We extracted relevant publications from the Web of Science Core Collection on July 28, 2021. We investigated the retrieved data by bibliometric analysis (e.g. co-cited and cluster analysis, keyword co-occurrence) using the software CiteSpace and VOSviewer, the Online Analysis Platform of Literature Metrology (http://bibliometric.com/) and Bibliometrix to analyse and predict the trends and hot spots in this field.

Main Results

We identified 1,582 published articles and reviews on SAE from 2001 to 2021. During this period, the number of manuscripts on SAE increased steadily and peaked in 2021. The USA and China were the leading countries that had a critical impact on SAE research.

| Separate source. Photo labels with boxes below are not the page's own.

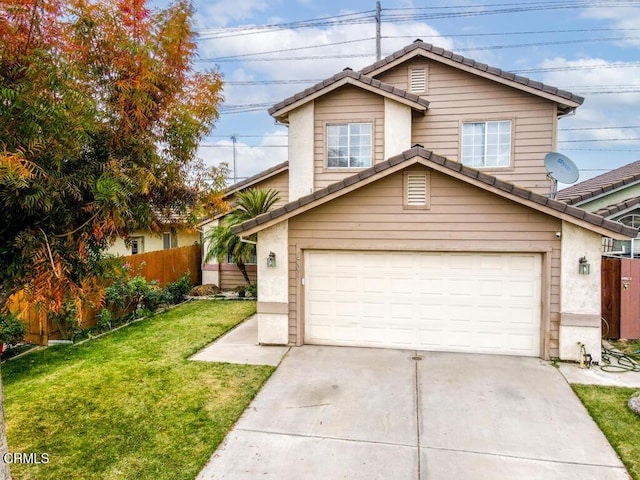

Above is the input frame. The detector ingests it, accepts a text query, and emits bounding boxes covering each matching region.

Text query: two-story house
[208,40,636,361]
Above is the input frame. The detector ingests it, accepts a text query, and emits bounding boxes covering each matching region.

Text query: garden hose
[600,318,640,373]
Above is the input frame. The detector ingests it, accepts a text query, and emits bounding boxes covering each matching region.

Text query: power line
[199,0,637,39]
[558,137,640,143]
[197,37,640,62]
[382,28,640,39]
[211,37,375,62]
[558,125,640,132]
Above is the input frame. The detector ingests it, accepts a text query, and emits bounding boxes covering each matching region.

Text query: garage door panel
[305,251,542,356]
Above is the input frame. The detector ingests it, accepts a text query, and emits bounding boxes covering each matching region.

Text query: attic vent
[409,68,427,93]
[407,174,427,207]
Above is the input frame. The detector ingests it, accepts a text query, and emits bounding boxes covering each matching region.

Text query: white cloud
[199,0,269,27]
[198,128,287,183]
[582,7,640,46]
[541,58,640,181]
[199,19,453,109]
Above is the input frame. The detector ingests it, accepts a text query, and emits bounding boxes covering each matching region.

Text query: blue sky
[178,0,640,188]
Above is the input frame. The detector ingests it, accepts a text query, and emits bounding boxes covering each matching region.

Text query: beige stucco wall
[289,166,561,357]
[202,220,220,286]
[384,98,411,160]
[257,220,289,345]
[108,230,200,256]
[289,102,315,201]
[559,222,602,362]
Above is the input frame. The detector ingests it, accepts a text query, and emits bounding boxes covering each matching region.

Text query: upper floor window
[462,120,511,168]
[227,249,258,265]
[327,123,373,168]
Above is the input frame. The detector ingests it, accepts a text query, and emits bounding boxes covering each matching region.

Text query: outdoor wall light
[578,257,591,275]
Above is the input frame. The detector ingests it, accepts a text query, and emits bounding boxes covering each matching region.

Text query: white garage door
[304,250,542,356]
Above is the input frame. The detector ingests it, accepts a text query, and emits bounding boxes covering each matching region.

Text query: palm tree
[204,188,278,284]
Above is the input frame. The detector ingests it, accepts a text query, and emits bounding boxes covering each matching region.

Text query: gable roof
[557,160,640,205]
[593,197,640,218]
[224,161,289,198]
[360,39,584,114]
[269,68,429,123]
[231,145,638,239]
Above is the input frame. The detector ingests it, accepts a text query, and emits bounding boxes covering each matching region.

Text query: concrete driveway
[198,346,628,480]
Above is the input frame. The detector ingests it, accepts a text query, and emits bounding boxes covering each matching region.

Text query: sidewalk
[190,315,291,367]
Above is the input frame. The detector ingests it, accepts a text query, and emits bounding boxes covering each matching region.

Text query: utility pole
[231,133,238,185]
[376,0,382,61]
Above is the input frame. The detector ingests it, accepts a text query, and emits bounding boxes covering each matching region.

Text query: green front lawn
[571,385,640,480]
[2,301,274,480]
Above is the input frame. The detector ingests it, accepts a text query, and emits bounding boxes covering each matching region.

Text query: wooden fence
[602,257,640,339]
[123,245,202,285]
[9,245,202,345]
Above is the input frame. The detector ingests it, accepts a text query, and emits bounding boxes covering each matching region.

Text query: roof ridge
[231,145,638,237]
[558,160,640,205]
[360,39,584,108]
[268,68,430,115]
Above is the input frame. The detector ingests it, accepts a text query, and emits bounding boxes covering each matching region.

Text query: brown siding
[313,85,386,190]
[377,59,556,194]
[289,167,561,356]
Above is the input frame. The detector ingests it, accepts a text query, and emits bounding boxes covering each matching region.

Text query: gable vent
[407,175,427,206]
[409,68,427,93]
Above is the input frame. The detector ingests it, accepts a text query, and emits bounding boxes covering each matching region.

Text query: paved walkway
[192,320,628,480]
[191,315,291,367]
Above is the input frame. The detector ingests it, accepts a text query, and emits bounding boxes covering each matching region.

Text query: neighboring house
[107,218,200,256]
[199,162,289,290]
[214,41,637,361]
[558,161,640,257]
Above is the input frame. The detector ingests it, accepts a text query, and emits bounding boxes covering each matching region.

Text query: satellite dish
[544,152,580,198]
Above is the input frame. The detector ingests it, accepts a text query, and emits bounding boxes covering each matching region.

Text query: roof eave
[361,44,584,111]
[269,76,429,123]
[232,147,638,240]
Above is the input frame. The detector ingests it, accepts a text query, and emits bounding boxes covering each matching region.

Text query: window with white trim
[227,249,258,265]
[162,232,178,250]
[327,123,373,168]
[461,120,511,168]
[131,237,144,255]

Among all institutions, Vanderbilt University and Pittsburgh University held leading positions and became central in the collaboration network. Among all the journals, Critical Care Medicine published the maximum number of manuscripts in the field of SAE within 20 years. Dal-Pizzol Felipe was the most productive author (61 papers) and received the largest number of citations (930 citations). Co-citation cluster analysis revealed that the most popular terms on SAE in the manner of cluster labels were critical illness, sepsis-associated encephalopathy, polymicrobial sepsis, posterior reversible encephalopathy syndrome, rat brain, intensive care unit, prior sepsis, molecular hydrogen, inflammation drive, metabolic encephalopathies, delirium pathophysiology, and clinical neuroscience. Keyword burst detection indicated that neuroinflammation, blood-brain barrier (BBB) and mitochondria dysfunction were the current research hot spots.

Conclusions

Our study revealed that neuroinflammation, blood-brain barrier, and mitochondria dysfunction had been the research foci of SAE over the past 20 years. These have emerged as the basis for transformation from basic research to clinical application in finding effective methods for the prevention and treatment of SAE.